HTML was never intended to convey media, and therefore never intended
for any kind of marketing or merchandising. HTML was only intended to
convey text and to provide some sort of descriptive structure upon the
text it was describing. The people originally using HTML professors and
scientists who needed the ability to describe their communications in
more depth and line breaks and quotes would allow. In other words HTML
was only intended to be a document storage mechanism. Keep in mind
there were no web browsers at this time.
HTML was first made popular with the release of the web browsers.
Initially web browsers were just text parsers that provided a handy GUI
for navigating the hyperlinking between documents, but this changed
almost immediately. At this time there was still no actual standard for
HTML. There was the list of tags and a description of mechanisms
initially created for HTML, which along with an understand of SGML, was
all that was required to create an HTML parser.
With web browsers came the immediate demand to extend HTML in ways HTML
never intended. It was at this point that the inventors and original
users completely lost control of the web. Tags were added, such as
center and font, and tables became the primary mechanism for laying
things out on a page instead of describing data. Web browsers supplied
a media demand completely orthogonal to the intentions of HTML.
Marketing people, being what they are, care very much for the appearance
and expressive nature of communications and don't give a crap for the
technology which makes such communication possible. As a result parsers
became more lax to accommodate the incompetent. You have to understand
that HTML was already lax because there were no standard parsing rules
and SGML, due to being so very obtuse, encourages a lax nature outside
of parsing instruction tags.
Its not that these early technology pioneers were stupid, although its
easy to argue the contrary, they simply had other priorities. When the
web went mainstream there was an immediate obsession to conquer specific
business niches in this new medium. All costs were driven towards
marketing, market share, traffic acquisition, and brand awareness. Many
web businesses operate today with similar agendas, but today's web is
not a fair comparison. In the 90s marketing was all that mattered and
technology costs were absolutely ignored. The problem was so widespread
and the surge of investment so grand that it completely defied all
rational rules of economics. This is why there was an implosion. The
only web businesses that survived this crash were those that confronted
their technology costs up front or those who channeled investment monies
into technology expenses opposed to additional marketing expense.
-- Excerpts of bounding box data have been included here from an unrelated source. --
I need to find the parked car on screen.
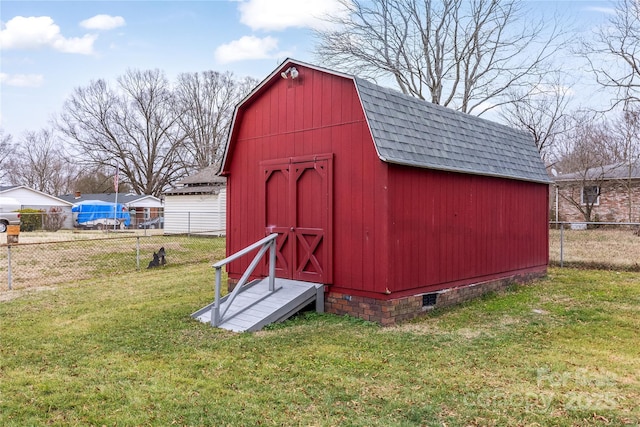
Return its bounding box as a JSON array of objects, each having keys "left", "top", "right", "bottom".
[
  {"left": 138, "top": 216, "right": 164, "bottom": 229},
  {"left": 0, "top": 197, "right": 20, "bottom": 233}
]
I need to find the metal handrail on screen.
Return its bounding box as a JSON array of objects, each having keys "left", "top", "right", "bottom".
[{"left": 211, "top": 233, "right": 278, "bottom": 326}]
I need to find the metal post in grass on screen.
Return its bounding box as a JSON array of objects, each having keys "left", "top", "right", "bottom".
[
  {"left": 7, "top": 245, "right": 11, "bottom": 290},
  {"left": 136, "top": 236, "right": 140, "bottom": 271},
  {"left": 211, "top": 266, "right": 222, "bottom": 326},
  {"left": 560, "top": 223, "right": 564, "bottom": 268},
  {"left": 269, "top": 239, "right": 276, "bottom": 292}
]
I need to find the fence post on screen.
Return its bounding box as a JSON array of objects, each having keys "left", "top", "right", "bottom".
[
  {"left": 136, "top": 237, "right": 140, "bottom": 271},
  {"left": 7, "top": 245, "right": 12, "bottom": 290},
  {"left": 269, "top": 239, "right": 276, "bottom": 292},
  {"left": 560, "top": 223, "right": 564, "bottom": 268}
]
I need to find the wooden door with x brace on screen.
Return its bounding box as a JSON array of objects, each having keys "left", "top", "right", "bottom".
[{"left": 260, "top": 154, "right": 333, "bottom": 284}]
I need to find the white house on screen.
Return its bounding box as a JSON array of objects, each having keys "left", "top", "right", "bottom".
[
  {"left": 0, "top": 185, "right": 73, "bottom": 228},
  {"left": 164, "top": 166, "right": 227, "bottom": 235}
]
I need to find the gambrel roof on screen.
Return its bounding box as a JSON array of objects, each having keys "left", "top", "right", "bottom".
[
  {"left": 221, "top": 59, "right": 552, "bottom": 184},
  {"left": 354, "top": 77, "right": 550, "bottom": 183}
]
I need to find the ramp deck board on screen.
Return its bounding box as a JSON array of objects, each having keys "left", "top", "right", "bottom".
[{"left": 191, "top": 278, "right": 324, "bottom": 332}]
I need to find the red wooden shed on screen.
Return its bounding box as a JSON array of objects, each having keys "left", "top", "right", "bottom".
[{"left": 222, "top": 59, "right": 549, "bottom": 324}]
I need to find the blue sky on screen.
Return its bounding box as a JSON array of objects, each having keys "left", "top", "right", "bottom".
[{"left": 0, "top": 0, "right": 612, "bottom": 137}]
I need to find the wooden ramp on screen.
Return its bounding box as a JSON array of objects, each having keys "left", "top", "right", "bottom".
[{"left": 191, "top": 278, "right": 324, "bottom": 332}]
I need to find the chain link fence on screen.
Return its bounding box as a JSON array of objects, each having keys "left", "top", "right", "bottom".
[
  {"left": 0, "top": 221, "right": 640, "bottom": 291},
  {"left": 549, "top": 222, "right": 640, "bottom": 271},
  {"left": 0, "top": 230, "right": 225, "bottom": 290}
]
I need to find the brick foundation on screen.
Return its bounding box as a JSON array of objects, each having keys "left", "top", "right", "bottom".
[{"left": 324, "top": 272, "right": 545, "bottom": 326}]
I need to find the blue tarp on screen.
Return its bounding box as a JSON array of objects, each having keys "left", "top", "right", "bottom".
[{"left": 71, "top": 200, "right": 131, "bottom": 227}]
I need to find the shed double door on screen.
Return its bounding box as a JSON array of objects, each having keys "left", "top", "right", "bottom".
[{"left": 261, "top": 155, "right": 333, "bottom": 284}]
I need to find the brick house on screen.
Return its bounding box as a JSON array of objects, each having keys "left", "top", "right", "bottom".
[{"left": 552, "top": 163, "right": 640, "bottom": 222}]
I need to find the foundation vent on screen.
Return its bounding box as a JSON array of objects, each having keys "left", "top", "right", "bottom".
[{"left": 422, "top": 293, "right": 438, "bottom": 307}]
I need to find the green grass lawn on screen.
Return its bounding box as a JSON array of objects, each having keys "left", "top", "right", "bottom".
[{"left": 0, "top": 265, "right": 640, "bottom": 427}]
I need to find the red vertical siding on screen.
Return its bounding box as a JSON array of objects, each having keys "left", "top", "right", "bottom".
[
  {"left": 227, "top": 66, "right": 388, "bottom": 293},
  {"left": 389, "top": 166, "right": 548, "bottom": 292},
  {"left": 226, "top": 65, "right": 548, "bottom": 298}
]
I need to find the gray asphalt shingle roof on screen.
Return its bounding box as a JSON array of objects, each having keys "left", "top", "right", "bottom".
[{"left": 354, "top": 77, "right": 550, "bottom": 183}]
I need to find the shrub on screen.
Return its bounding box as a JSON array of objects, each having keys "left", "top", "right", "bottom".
[
  {"left": 42, "top": 206, "right": 67, "bottom": 231},
  {"left": 19, "top": 209, "right": 44, "bottom": 231}
]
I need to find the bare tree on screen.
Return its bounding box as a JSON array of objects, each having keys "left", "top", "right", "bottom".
[
  {"left": 556, "top": 115, "right": 620, "bottom": 222},
  {"left": 59, "top": 70, "right": 186, "bottom": 196},
  {"left": 73, "top": 167, "right": 131, "bottom": 193},
  {"left": 7, "top": 129, "right": 75, "bottom": 195},
  {"left": 500, "top": 73, "right": 571, "bottom": 164},
  {"left": 612, "top": 107, "right": 640, "bottom": 222},
  {"left": 317, "top": 0, "right": 563, "bottom": 114},
  {"left": 175, "top": 71, "right": 258, "bottom": 169},
  {"left": 582, "top": 0, "right": 640, "bottom": 106},
  {"left": 0, "top": 128, "right": 13, "bottom": 183}
]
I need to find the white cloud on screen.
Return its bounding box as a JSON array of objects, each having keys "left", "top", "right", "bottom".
[
  {"left": 0, "top": 16, "right": 98, "bottom": 55},
  {"left": 0, "top": 73, "right": 44, "bottom": 87},
  {"left": 215, "top": 36, "right": 286, "bottom": 64},
  {"left": 585, "top": 6, "right": 616, "bottom": 15},
  {"left": 80, "top": 15, "right": 126, "bottom": 30},
  {"left": 238, "top": 0, "right": 346, "bottom": 31}
]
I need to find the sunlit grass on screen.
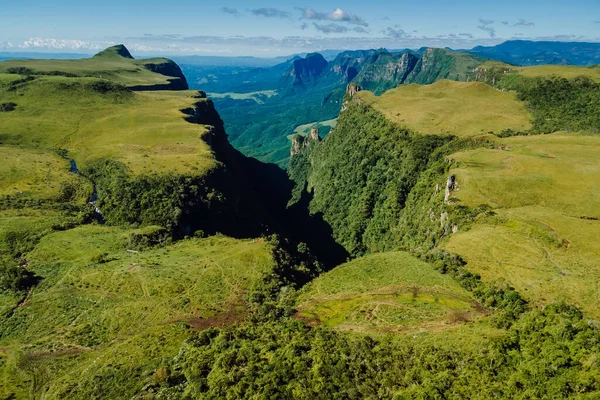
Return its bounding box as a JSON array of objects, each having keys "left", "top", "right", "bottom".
[{"left": 358, "top": 80, "right": 531, "bottom": 137}]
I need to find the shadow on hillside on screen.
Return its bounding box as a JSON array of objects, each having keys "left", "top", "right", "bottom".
[{"left": 244, "top": 157, "right": 349, "bottom": 269}]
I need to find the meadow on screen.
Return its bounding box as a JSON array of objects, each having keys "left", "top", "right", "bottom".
[
  {"left": 443, "top": 133, "right": 600, "bottom": 318},
  {"left": 297, "top": 252, "right": 483, "bottom": 335},
  {"left": 358, "top": 80, "right": 531, "bottom": 137},
  {"left": 0, "top": 225, "right": 273, "bottom": 398}
]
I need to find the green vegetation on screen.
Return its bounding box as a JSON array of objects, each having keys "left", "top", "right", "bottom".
[
  {"left": 302, "top": 102, "right": 452, "bottom": 256},
  {"left": 444, "top": 134, "right": 600, "bottom": 318},
  {"left": 294, "top": 118, "right": 337, "bottom": 135},
  {"left": 0, "top": 225, "right": 273, "bottom": 398},
  {"left": 472, "top": 62, "right": 600, "bottom": 136},
  {"left": 0, "top": 75, "right": 216, "bottom": 175},
  {"left": 298, "top": 252, "right": 481, "bottom": 334},
  {"left": 148, "top": 305, "right": 600, "bottom": 399},
  {"left": 0, "top": 46, "right": 600, "bottom": 399},
  {"left": 0, "top": 46, "right": 187, "bottom": 89},
  {"left": 207, "top": 90, "right": 277, "bottom": 104},
  {"left": 358, "top": 80, "right": 531, "bottom": 137}
]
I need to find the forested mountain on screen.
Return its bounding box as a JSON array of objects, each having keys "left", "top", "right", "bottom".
[
  {"left": 197, "top": 49, "right": 483, "bottom": 167},
  {"left": 0, "top": 42, "right": 600, "bottom": 399},
  {"left": 467, "top": 40, "right": 600, "bottom": 66}
]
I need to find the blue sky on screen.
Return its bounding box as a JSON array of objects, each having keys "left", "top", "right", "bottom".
[{"left": 0, "top": 0, "right": 600, "bottom": 57}]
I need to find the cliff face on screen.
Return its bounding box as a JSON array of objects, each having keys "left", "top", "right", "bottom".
[
  {"left": 282, "top": 53, "right": 328, "bottom": 93},
  {"left": 405, "top": 48, "right": 483, "bottom": 85},
  {"left": 132, "top": 58, "right": 189, "bottom": 91},
  {"left": 354, "top": 50, "right": 419, "bottom": 95}
]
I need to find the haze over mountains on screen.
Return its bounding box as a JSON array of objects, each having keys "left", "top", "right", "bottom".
[
  {"left": 0, "top": 33, "right": 600, "bottom": 400},
  {"left": 176, "top": 41, "right": 600, "bottom": 166}
]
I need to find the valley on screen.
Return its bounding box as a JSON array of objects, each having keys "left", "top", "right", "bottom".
[{"left": 0, "top": 39, "right": 600, "bottom": 399}]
http://en.wikipedia.org/wiki/Dot-com_bubble
After the crash things changed. Consider the crash good timing, because
although it was entirely driven by bad business decisions, foolish
investments, and irrational economics there was positive technology
developments going on behind the scenes. The founders of the web were
completely aware that they had lost all control of their technology.
They sought to solve this problem and set things straight by creating
the World Wide Web Consortium (W3C). They invited experts and software
companies to participate. Although solving many of the technology
problems introduced to the web by marketing drivin motivations was a
lost cause many future problems could be avoided if the language were
implemented in accordance with an agreed upon standard. It was during
this time that HTML 2 (the first standard form of HTML), HTML 3, and
HTML 4 were written.
At the same time the W3C also began work on XML, which never intended to
be a HTML replacement. XML was created because SGML was too complex. A
simple syntax based upon similar rules was needed. XML was immediately
written off by marketing people and was immediately praised by data
evangalists at Microsoft and IBM. Because the holy wars around XML were
trivial, insignificant, and short lived compared to such problems
plaguing HTML XML's developement occurred at rocket speed. Almost
immediately after XML was formed the first version of XML Schema was
formed.
XML Schema was an extradinary work that most people either choose to
ignore or take for granted. An abstration model for accessing the
structure of HTML was also standardized based upon XML Schema, know as
the Document Object Model (DOM). It is important to note that the DOM
was initially developed by browser vendors to provide an API for
JavaScript to access HTML, but the standard DOM released by the W3C had
nothing to do with JavaScript directly.It quickly became obvious that
many of technology problems plaguing HTML could be solved by creating an
XML compliant form of HTML. This is called XHTML. Unfortunately, the
path of adoption from HTML to XHTML was introduced in a confused manner
that is still not widely understood years after clarification finally
occurred.
So, there was a crash and leading up to this period of economic collapse
there were some fantastic technology developments. The ultimate source
of technology corruption, the web browsers, were finally just starting
to innovate around adoption of the many fantastic technology solutions
dreamed up at the W3C, but with the crash came an almost complete loss
of development motivation from the browser vendors. At this time there
was only really Netscape, IE, and Opera. Opera was not free software,
so it was never widely adopted, and Netscape went under. This
essentially left only IE and Microsoft pulled all their developers off
IE. Years later development on IE would be revived when competition
arose from Firefox and when Opera adopted free licensing.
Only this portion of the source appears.